A drawdown is the decline of an equity curve from its last peak, measured as a percentage of that peak. It describes how deep things went in the interim — regardless of how the period ended overall.
What is the maximum drawdown?
The largest distance between a peak of the equity curve and the lowest point reached afterwards within the observation period. It is the most important risk metric of a trading history because it measures the worst lived-through moment.
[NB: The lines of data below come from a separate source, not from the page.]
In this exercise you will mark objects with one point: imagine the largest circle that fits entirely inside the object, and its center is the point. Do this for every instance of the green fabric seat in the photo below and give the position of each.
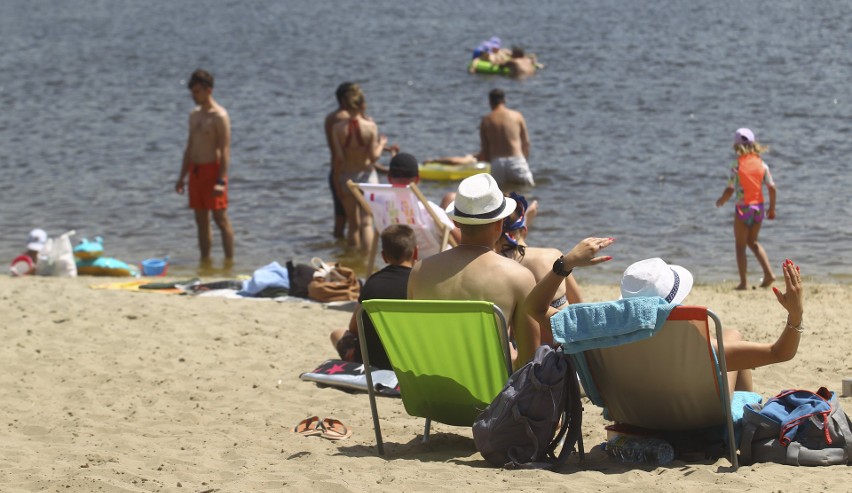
(450, 357)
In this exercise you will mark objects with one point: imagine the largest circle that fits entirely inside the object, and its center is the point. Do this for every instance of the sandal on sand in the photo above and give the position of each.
(333, 429)
(308, 426)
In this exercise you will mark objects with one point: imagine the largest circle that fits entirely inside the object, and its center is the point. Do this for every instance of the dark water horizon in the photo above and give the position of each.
(631, 120)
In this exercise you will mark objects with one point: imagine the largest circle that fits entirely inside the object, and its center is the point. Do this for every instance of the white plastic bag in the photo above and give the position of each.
(57, 257)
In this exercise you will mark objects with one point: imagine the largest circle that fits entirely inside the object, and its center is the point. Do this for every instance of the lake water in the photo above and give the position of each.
(631, 121)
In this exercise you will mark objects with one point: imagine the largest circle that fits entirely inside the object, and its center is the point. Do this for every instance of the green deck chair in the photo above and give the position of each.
(451, 357)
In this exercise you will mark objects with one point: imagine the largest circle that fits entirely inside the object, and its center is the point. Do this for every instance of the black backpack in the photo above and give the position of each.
(538, 408)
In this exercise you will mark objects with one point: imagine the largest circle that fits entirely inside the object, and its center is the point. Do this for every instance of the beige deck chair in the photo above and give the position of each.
(401, 205)
(668, 382)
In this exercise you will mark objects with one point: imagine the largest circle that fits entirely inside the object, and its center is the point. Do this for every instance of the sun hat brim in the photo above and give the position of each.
(685, 284)
(508, 208)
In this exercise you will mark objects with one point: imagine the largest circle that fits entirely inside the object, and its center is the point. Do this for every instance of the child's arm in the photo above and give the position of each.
(770, 185)
(771, 212)
(727, 194)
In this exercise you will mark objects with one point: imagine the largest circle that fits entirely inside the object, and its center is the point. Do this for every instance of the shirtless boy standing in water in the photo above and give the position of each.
(357, 146)
(504, 142)
(331, 119)
(206, 160)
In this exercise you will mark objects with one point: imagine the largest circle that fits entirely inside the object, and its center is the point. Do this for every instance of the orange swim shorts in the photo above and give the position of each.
(202, 179)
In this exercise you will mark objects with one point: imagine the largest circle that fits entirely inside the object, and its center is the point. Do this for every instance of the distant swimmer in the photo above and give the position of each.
(489, 51)
(748, 176)
(520, 65)
(357, 146)
(504, 142)
(206, 160)
(331, 119)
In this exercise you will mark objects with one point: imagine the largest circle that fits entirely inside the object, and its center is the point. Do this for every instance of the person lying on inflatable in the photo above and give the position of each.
(25, 263)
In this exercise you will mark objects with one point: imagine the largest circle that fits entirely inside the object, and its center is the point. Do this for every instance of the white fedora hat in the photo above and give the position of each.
(654, 277)
(480, 201)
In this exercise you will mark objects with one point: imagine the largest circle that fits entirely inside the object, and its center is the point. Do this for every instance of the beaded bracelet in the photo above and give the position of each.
(798, 328)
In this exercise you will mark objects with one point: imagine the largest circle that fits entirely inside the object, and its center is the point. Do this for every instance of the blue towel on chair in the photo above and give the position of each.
(613, 323)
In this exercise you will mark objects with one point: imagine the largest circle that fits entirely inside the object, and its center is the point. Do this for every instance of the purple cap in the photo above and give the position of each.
(743, 136)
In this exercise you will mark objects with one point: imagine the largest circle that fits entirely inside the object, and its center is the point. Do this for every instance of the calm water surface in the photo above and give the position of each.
(630, 122)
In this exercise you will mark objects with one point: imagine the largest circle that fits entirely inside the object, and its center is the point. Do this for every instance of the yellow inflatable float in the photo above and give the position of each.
(445, 172)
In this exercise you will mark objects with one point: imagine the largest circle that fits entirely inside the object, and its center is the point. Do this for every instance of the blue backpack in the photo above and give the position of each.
(798, 428)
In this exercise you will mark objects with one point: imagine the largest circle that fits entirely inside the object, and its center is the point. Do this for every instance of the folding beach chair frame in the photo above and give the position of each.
(500, 326)
(374, 246)
(720, 371)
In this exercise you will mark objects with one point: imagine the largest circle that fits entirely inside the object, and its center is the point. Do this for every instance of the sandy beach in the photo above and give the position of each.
(119, 391)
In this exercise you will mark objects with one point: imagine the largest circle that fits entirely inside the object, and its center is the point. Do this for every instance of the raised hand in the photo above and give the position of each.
(791, 298)
(584, 253)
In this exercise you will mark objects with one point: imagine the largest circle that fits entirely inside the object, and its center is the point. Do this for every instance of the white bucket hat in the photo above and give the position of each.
(36, 240)
(654, 277)
(479, 201)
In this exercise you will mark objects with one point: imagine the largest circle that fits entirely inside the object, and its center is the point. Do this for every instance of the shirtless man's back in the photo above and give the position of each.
(504, 142)
(512, 244)
(472, 270)
(206, 160)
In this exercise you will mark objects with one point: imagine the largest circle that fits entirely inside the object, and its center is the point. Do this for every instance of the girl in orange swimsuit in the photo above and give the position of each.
(748, 176)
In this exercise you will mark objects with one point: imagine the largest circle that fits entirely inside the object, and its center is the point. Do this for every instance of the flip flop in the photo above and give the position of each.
(333, 429)
(308, 427)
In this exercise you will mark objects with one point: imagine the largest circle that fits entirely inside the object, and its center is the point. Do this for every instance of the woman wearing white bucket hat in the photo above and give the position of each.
(654, 277)
(473, 271)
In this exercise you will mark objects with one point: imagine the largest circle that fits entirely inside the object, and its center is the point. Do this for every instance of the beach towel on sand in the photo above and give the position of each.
(350, 375)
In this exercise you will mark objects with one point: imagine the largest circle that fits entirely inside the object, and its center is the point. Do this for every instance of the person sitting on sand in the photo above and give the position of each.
(654, 277)
(512, 244)
(25, 263)
(474, 271)
(399, 251)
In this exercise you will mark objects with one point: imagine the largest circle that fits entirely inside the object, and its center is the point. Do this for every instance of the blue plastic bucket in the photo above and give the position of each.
(155, 266)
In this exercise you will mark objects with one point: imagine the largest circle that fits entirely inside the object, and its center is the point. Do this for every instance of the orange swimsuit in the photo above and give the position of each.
(202, 179)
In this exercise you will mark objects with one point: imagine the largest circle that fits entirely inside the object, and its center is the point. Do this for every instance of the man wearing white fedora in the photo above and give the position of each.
(473, 271)
(654, 277)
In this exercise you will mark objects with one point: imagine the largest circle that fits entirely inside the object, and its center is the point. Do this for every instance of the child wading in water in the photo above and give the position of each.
(748, 175)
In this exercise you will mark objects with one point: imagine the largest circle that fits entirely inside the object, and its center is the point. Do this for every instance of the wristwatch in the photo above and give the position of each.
(559, 267)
Why is recovery after a drawdown asymmetric?
Because the loss is calculated from the larger capital but the gain from the smaller: −20 % needs +25 % to recover, −50 % needs +100 %. The mathematics of the abyss is against the fallen.
What drawdown is normal?
Every real trading system has drawdowns; their depth depends on style and risk. It is not the system with a visible drawdown that deserves suspicion, but the history that shows none — it is almost always incomplete or too short.
What does drawdown duration tell you?
The time from a peak until that peak is reached again (underwater time) shows how long a system — and its operator — must endure being down. Long underwater times are often psychologically harder to bear than deep, short slumps.
Documentation, not financial advice. No signals. Nobody can invest here.